この基本的な部分は現在も変わらない。ただ、能率を支えるための道具が変わったのだ。大工たちの現場は、様変わりしている。
実は、大工道具のメンテナンスに興味を持って、そのメンテナンス部分を担当していた目立て屋さんというのか、補修屋さんを探したのだが、東京近辺ではその姿さえ見えない。工務店などに聞いても、既に五年以上前に姿を消しているという。メンテナンス需要がなくなったのだ。ここからも大工道具に変化が訪れたことがわかる。
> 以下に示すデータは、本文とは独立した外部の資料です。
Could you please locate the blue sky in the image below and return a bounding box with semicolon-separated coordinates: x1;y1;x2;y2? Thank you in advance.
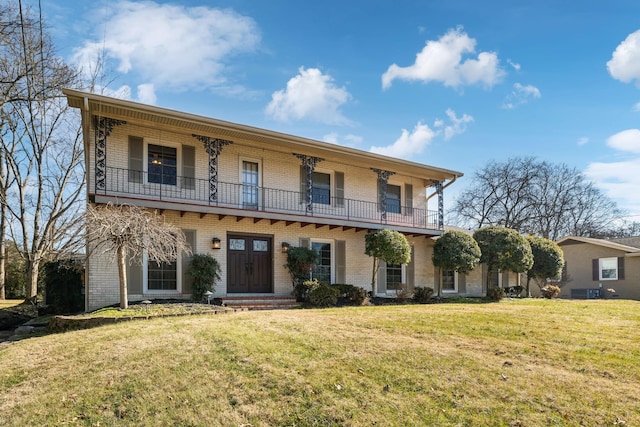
38;0;640;221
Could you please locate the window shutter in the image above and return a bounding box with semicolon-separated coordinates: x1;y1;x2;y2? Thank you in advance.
372;260;387;297
300;237;311;249
300;166;307;205
405;246;416;289
404;184;413;216
127;254;142;295
129;136;144;184
618;257;624;280
333;172;344;208
458;273;467;294
182;230;196;294
182;145;196;190
335;240;347;284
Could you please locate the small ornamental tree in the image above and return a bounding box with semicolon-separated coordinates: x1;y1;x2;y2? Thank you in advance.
473;225;533;291
85;203;191;308
364;229;411;296
431;230;481;296
187;254;220;301
527;236;564;295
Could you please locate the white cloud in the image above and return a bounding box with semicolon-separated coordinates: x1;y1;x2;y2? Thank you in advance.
370;122;436;158
322;132;362;147
607;129;640;154
585;129;640;214
382;27;505;89
502;83;542;110
73;1;260;92
266;67;351;124
138;83;157;104
585;158;640;214
507;59;521;71
607;30;640;86
369;108;473;158
434;108;473;140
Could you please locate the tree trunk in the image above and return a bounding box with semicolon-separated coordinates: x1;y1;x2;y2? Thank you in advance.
117;246;129;308
27;258;40;298
0;244;7;300
371;257;380;298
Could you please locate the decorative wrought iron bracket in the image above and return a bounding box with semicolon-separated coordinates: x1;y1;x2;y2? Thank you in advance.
431;179;444;230
191;134;233;202
371;168;396;221
94;116;127;190
293;153;324;214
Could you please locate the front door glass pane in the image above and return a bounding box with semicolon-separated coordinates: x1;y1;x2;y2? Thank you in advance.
311;242;331;283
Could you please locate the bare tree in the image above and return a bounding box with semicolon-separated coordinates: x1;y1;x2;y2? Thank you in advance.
86;204;191;308
0;2;84;297
454;157;620;240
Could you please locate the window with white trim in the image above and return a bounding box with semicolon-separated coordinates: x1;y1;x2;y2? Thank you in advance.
598;258;618;280
441;270;458;292
311;172;331;205
147;144;178;185
385;264;404;291
311;240;334;283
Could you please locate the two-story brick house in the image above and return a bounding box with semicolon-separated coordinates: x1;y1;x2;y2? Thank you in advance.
65;90;462;310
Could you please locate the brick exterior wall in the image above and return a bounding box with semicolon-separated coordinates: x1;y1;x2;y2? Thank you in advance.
86;117;462;310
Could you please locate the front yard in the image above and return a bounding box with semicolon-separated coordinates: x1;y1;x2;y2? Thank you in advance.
0;300;640;426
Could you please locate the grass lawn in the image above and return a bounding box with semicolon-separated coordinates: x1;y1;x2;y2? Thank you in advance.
0;300;640;426
0;299;24;310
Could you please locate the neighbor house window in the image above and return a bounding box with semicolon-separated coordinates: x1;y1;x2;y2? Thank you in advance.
311;172;331;205
311;241;333;283
147;144;178;185
386;264;402;291
386;184;400;213
442;270;458;292
600;258;618;280
147;261;178;291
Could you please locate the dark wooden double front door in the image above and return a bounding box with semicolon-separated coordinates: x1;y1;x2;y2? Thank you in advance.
227;234;273;293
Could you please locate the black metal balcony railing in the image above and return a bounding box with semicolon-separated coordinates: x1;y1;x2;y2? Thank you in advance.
96;168;438;229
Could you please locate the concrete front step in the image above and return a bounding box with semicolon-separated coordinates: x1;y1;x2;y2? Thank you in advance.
220;295;300;310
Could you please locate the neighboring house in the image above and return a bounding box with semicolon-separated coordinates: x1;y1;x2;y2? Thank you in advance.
558;236;640;300
65;90;464;310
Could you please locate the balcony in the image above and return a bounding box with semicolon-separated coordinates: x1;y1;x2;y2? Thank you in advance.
94;168;440;235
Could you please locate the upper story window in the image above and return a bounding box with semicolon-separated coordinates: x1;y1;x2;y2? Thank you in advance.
599;258;618;280
147;144;178;185
386;184;401;213
312;172;331;205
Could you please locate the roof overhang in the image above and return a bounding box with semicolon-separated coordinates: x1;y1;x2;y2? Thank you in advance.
63;89;463;186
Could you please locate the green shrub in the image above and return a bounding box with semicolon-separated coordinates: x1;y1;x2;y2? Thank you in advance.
540;285;560;299
187;254;220;301
331;283;369;305
304;279;340;307
487;287;504;301
284;246;318;301
413;286;433;304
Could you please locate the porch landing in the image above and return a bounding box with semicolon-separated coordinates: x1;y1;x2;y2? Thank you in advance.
220;294;301;310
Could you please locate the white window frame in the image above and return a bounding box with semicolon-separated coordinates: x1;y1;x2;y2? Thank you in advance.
142;138;182;188
309;238;336;283
598;257;618;280
311;168;336;206
440;269;458;294
238;156;262;210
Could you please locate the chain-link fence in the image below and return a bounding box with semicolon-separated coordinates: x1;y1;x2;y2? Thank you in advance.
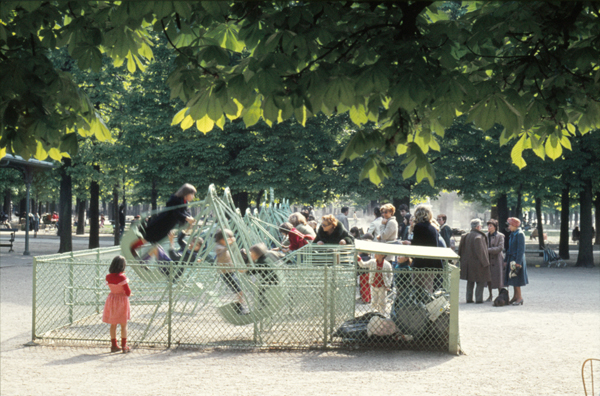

大工道具の目立てとは、鋸などのメンテナンスをする商売だが、大量需要が住宅市場に押しかける前は、実は目立て屋も少なかった。なんとなれば、道具は大工自身がメンテナンスしていたからだ。自分で鑢かけをして、メンテナンスをするのが常道で、いよいよ、となった時に「再生」策として目立て屋に持ち込んだ。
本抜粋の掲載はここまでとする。